Cyclic analogues of bioactive peptides

Also involved: R. De Marco

Cyclic peptides have been widely utilized as templates for the design of different kinds of turn-like structures. In particular, several examples of cyclic, bicyclic or spirocyclic peptidomimetic and non-peptidic scaffolds have been reported in the literature as turn mimicking structures.  Our interest is focused on the design, synthesis and conformational analysis of cyclotetrapeptides and  partially modified retro-inverso (PMRI)-cyclotetrapeptide models, with a predictable 3D display of the side chains, useful for targeting specific bioactive conformations.  As prototypic examples, we studied the models for testing some selected, novel RGD peptidomimetic compounds capable to interfere with integrin receptors and cyclic analogues of the tetrapeptides endomorphin-1 (EM-1, H-Tyr-Pro-Trp-Phe-NH2, and endomorphin-2 (EM-2, H-Tyr-Pro-Phe-Phe-NH2),  that have been found to activate μ-opioid receptor (MOR) with high affinity and selectivity.

References

• Gentilucci, L.; Cardillo, G.; Spampinato, S.; Tolomelli, A.; Squassabia, F.; De Marco, R.; Bedini, A.; Baiula, M.; Belvisi, L.; Civera, M.. "Antiangiogenic Effect of Dual/Selective α 5β 1/α vβ 3 Integrin Antagonists Designed on Partially Modified Retro-Inverso Cyclotetrapeptide Mimetics" J. Med.
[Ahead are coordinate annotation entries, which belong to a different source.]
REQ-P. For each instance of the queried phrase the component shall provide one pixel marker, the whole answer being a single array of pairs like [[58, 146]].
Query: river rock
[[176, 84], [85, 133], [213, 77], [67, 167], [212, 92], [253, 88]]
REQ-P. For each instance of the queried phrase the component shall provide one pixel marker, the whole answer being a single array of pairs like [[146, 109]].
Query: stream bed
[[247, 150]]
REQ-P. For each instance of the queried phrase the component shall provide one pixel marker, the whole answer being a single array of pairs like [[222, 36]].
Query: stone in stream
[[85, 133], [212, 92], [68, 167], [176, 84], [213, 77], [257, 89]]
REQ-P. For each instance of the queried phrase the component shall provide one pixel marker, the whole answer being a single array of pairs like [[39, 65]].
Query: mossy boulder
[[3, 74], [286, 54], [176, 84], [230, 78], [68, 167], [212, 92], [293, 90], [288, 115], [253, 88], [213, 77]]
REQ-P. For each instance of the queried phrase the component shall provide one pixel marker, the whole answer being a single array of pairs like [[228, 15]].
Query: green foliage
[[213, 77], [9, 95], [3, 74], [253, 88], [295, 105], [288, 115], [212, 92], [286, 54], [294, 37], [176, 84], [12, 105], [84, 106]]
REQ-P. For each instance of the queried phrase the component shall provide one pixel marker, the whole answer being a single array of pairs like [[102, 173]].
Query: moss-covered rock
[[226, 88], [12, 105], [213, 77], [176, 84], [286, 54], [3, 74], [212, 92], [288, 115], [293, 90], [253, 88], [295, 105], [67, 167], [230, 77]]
Chem. 2010, 53,  106-118.
• Gentilucci, L.; Cardillo, G.; Tolomelli, A.; De Marco, R.; Garelli, A.; Spampinato, S.; Sparta, A.; Juaristi, E. "Synthesis and Conformational Analysis of Cyclotetrapeptide Mimetic β-Turn Templates and Validation as 3D Scaffolds"  ChemMedChem 2009, 4,  517-523.